Ele inventa uma arte própria, singular. Não cria imagens para serem interpretadas, pois a razão não é uma boa ferramenta para desvendar esses mundos aparentemente homogêneos. Em sua pintura, o tempo está sempre suspenso ou congelado, como fotogramas. As imagens revelam um universo perfeito, sacro, em paz, dotado de simetria e harmonia. Pratica como artista um ofício limpo, impecável e de grande potência poética. Mergulhamos em seus jardins paradisíacos, alguns habitados por pequenos castelos, árvores frondosas, estátuas, casinhas de vila, florestas cortadas por riachos e pontes, onde aves, bichos e gente dissolvem-se num éden eterno. Não há por que explicar nada dessa casta obra. Engasta-se na grande vertente que a crítica “culta” passou a chamar de peinture naïf.

Prefiro outra categoria de classificação para a arte de Júlio Martins da Silva: pura como as flores do campo, a água ou os seixos de um rio. Leonardo da Vinci postulava que um muro castigado pela passagem do tempo, ostentando rachaduras, musgos e degradação, deveria ser visto com a mesma nobreza e inquietude com que olhamos uma pintura. Júlio, artista de Niterói, nos oferece vários mundos e muros, povoados de paz, alegria e felicidade.

Necessitamos de mais? Continuaremos a contemplar as nuvens?

Madrid, 8 de novembro de 2021.

Gonçalo Ivo

 

P.S.

Anatole Jakovsky [1907–1983] foi crítico de arte, escritor, colecionador, poliglota e especialista em arte naïf francesa. É conhecido pela doação de obras que deu origem ao Museu de Arte Naïf Anatole Jakovsky em Nice.
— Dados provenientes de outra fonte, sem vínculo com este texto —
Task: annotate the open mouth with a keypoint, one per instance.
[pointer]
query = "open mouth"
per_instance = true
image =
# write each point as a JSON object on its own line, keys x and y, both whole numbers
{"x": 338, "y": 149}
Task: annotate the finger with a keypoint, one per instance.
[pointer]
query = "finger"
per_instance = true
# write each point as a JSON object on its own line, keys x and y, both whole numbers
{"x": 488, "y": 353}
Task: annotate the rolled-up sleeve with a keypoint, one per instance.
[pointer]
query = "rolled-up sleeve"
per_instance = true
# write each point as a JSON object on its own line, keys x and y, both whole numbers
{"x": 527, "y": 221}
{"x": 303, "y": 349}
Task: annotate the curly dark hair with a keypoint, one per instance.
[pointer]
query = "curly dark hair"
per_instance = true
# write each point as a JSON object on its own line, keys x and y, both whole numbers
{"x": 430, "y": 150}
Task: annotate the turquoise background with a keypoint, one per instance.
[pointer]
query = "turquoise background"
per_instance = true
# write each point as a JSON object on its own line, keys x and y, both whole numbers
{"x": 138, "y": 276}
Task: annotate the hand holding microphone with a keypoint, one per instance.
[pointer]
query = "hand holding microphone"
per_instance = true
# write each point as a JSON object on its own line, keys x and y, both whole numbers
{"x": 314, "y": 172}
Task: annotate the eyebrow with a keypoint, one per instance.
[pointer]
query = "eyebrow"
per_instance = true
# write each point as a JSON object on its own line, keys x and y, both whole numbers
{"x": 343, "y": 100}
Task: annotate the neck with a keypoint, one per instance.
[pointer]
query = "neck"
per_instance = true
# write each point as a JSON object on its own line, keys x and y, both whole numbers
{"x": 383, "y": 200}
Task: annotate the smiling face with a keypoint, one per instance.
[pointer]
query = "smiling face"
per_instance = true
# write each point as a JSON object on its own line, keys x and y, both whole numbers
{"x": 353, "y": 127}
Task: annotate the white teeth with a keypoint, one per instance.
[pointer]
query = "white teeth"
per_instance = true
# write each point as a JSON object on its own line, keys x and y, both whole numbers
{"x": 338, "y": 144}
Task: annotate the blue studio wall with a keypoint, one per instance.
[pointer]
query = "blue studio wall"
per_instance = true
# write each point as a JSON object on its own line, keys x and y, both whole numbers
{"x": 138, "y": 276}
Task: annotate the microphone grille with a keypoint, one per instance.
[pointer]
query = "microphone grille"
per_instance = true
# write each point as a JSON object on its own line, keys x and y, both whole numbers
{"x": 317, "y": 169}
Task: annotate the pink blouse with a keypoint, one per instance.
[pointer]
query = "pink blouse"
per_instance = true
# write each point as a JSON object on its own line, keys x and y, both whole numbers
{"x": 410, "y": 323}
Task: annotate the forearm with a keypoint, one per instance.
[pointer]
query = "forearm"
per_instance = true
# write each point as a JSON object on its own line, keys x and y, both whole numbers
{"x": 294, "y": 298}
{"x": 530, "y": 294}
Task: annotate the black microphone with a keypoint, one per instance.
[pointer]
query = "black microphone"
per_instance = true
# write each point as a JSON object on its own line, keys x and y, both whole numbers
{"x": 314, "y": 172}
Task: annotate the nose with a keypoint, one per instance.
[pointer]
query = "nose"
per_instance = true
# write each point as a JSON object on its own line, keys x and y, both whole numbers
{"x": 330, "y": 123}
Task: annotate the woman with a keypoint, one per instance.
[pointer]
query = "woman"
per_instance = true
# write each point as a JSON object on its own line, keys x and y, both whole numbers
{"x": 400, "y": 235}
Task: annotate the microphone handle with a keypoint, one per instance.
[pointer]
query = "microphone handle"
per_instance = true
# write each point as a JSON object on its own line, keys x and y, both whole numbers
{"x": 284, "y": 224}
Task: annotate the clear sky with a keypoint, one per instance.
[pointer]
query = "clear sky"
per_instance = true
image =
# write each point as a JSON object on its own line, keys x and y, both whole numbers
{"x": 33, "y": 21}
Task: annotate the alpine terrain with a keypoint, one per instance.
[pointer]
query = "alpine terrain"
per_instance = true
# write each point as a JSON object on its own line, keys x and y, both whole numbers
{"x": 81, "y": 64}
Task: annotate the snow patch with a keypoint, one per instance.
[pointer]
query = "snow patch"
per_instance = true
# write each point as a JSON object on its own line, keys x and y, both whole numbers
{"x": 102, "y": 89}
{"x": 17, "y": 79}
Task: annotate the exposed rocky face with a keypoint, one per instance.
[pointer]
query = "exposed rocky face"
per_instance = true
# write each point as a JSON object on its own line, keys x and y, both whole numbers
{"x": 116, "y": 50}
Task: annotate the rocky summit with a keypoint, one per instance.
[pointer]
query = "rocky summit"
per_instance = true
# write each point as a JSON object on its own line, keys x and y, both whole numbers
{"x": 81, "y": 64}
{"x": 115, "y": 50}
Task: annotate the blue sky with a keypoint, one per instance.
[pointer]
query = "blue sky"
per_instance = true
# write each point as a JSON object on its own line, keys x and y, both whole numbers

Lélia Coelho Frota [1938–2010], poeta, museóloga, antropóloga, a quem dedico este texto, é autora do magnífico livro Mitopoética de nove artistas brasileiros, editado em 1978 pela Fundação Nacional de Arte. Desde minha juventude, nos encontramos entre o Brasil e a Europa. A última vez foi em Vargem Grande, em meu ateliê, em companhia da poetisa e embaixadora Vera Pedrosa.